Basin-Specific Variations in the Thermal Aging of Oceanic Asthenosphere

Friday, 19 December 2014
Elizabeth Paulson, University of Southern California, Los Angeles, CA, United States and Thomas H Jordan, Southern California Earthquake Center, Los Angeles, CA, United States
To investigate the depth extent of mantle thermal aging beneath ocean basins, we project 3D Voigt averaged S-velocity variations from an ensemble of global tomographic models onto a 1º x 1º degree age-based regionalization and average each major ocean basin (Pacific, Atlantic, and Indian) in equal increments of the square-root of crustal age. By comparing the age averaged S-wave profiles, we estimate convergence depths, the minimum depths where age variations become statistically insignificant. Following Jordan & Paulson (JGR, doi:10.1002/jgrb.50263, 2013), we estimate aleatory variability in the S-wave profiles, correct for vertical smearing bias, and estimate epistemic uncertainties over the model ensemble.
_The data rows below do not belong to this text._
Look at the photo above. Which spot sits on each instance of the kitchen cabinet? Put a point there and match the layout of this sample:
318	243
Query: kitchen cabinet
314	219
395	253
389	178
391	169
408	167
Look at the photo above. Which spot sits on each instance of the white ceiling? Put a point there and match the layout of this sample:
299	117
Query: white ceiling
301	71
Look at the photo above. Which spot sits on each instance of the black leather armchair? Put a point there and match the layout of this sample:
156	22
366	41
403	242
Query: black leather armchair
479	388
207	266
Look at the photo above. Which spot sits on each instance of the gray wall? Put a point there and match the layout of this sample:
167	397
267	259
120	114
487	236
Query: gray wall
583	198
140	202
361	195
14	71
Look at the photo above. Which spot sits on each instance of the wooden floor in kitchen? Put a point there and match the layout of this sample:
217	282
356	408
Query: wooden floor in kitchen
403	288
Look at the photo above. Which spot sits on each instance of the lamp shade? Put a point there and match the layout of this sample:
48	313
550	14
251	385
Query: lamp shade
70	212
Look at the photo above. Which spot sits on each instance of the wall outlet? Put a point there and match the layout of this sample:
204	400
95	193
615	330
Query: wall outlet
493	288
We can assert with 90% confidence that the age-correlated variations in Voigt-averaged S velocities persist to depths greater than 170 km. Given the strong evidence that the G discontinuity (~70 km) approximates the lithosphere-asthenosphere boundary (LAB) beneath ocean basins, we conclude that the upper part of the oceanic asthenosphere participates in the cooling that forms the kinematic plates. Age-averaged profiles show significant differences among the ocean basins. To quantify this, we fit age-dependent vertical travel times through the uppermost mantle of the models with an idealized Earth model having a strict square-root of age velocity structure in the ocean basins, suitably filtered to mimic tomographic smoothing. Good fits can be obtained for the Atlantic and Indian ocean basins out to 170 My, although the travel-time slopes for the former are steeper than the latter, implying more rapid cooling in the Atlantic. The Pacific basin shows significant deviations from simple conductive cooling for ages greater than about 50 My, in general agreement with previously published surface-wave models, indicating perturbations associated with small-scale convective processes. We conclude that large-scale flow advects small-scale heterogeneities due to convection along with the plates, allowing the upper asthenosphere to continue cooling with lithospheric age. The observed thermal aging of oceanic asthenosphere appears to be inconsistent the LAB hypothesis, which states that lithospheric plates are decoupled from deeper mantle flow by a plate-scale shear zone in the upper asthenosphere.